Another example of the trend towards using extremely tough questions is FrontierMath (FM). FM is a benchmark of hundreds of original math questions that can take humans hours and even up to days to solve. It covers a broad range of mathematical topics, including number theory, real analysis, etc. The special sauce with this eval is that it is not published, minimizing the risk of data contamination, and can be graded via an automated verifier – simplifying the evaluation process.
另一个使用极其困难问题的趋势例子是 FrontierMath(FM)。FM 是数百个原创数学问题的基准,这些问题可能需要人类花费数小时甚至数天来解决。它涵盖了广泛的数学主题,包括数论、实分析等。这个评估的特别之处在于它没有公开,最大限度地降低了数据污染的风险,并且可以通过自动验证器进行评分——简化了评估过程。

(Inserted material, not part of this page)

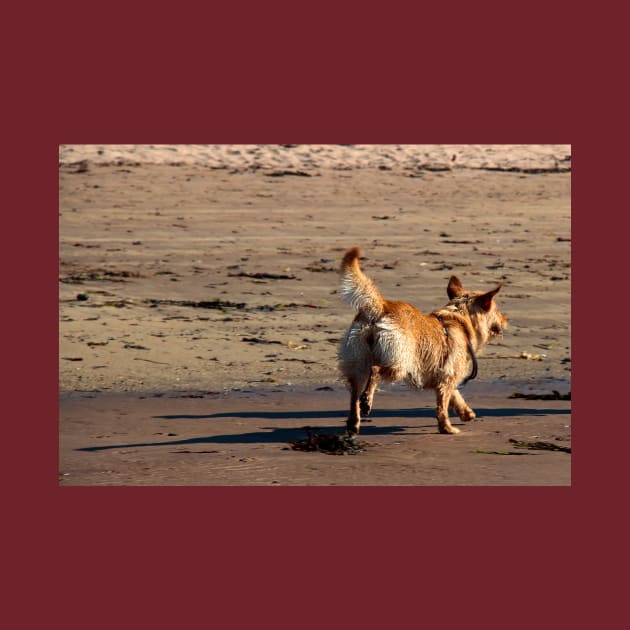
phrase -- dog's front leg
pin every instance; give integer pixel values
(443, 396)
(461, 408)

来源:FrontierMath:评估人工智能中高级数学推理的基准
The best performing model on this benchmark comes in at 2%, but the labs expect this to dramatically improve. Anthropic has line of sight to hit 80% on FrontierMath over the medium term.
在这个基准上表现最好的模型为 2%,但实验室预计这一数字将大幅改善。Anthropic 有望在中期内在 FrontierMath 上达到 80%。

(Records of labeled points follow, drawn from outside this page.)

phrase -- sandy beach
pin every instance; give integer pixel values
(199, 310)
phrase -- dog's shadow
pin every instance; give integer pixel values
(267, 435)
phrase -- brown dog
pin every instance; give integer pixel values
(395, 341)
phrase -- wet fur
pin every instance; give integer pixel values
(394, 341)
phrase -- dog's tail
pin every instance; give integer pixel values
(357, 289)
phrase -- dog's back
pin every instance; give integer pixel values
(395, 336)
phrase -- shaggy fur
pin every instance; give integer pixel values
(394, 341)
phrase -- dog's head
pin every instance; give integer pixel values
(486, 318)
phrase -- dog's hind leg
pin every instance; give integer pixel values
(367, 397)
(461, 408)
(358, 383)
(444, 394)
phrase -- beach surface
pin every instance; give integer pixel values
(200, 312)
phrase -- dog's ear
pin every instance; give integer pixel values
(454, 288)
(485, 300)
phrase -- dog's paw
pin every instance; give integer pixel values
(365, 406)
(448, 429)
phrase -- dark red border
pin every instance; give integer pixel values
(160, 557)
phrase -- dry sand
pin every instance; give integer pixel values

Post-training: a new scaling domain
后训练:一个新的扩展领域
Pre-training tends to be the focus of debates regarding scaling laws because it is easy to understand, but it is only one part of the AI lifecycle. Once a model is pre-trained, there is still considerable work to be done on getting it ready for use. The objective during pre-training is, very narrowly, to “predict the next token correctly.” Accomplishing this still leaves us well short of the end-goal of LLM development which is to “answer user prompts” or “do a task.”

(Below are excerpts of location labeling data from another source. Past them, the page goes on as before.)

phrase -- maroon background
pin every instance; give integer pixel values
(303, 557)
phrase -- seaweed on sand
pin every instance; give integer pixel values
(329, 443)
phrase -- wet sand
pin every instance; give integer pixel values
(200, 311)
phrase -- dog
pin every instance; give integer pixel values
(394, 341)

预训练往往是关于规模法则辩论的焦点,因为它易于理解,但它只是人工智能生命周期的一部分。一旦模型经过预训练,仍然需要大量工作来使其准备好使用。预训练期间的目标非常狭窄,即“正确预测下一个标记”。实现这一目标仍然使我们远未达到LLM开发的最终目标,即“回答用户提示”或“完成任务”。
We will do an overview on Supervised Fine Tuning (SFT), Reinforcement Learning (RL), and Synthetic Data, before diving into how OpenAI’s O1 Pro model works and was created.
我们将对监督微调(SFT)、强化学习(RL)和合成数据进行概述,然后深入探讨 OpenAI 的 O1 Pro 模型是如何运作和创建的。
Supervised Fine-Tuning 监督微调
Supervised Fine-Tuning (SFT) is the most well-known type of post-training. A curated dataset of input and output pairs are shown to the model, with the “demonstration data” covering a specific domain (e.g. code, math, instruction following, etc.). Unlike with pre-training, the quality of fine-tuning data is much more important here than quantity. Given the lower quantity of data, that means it is less compute intensive.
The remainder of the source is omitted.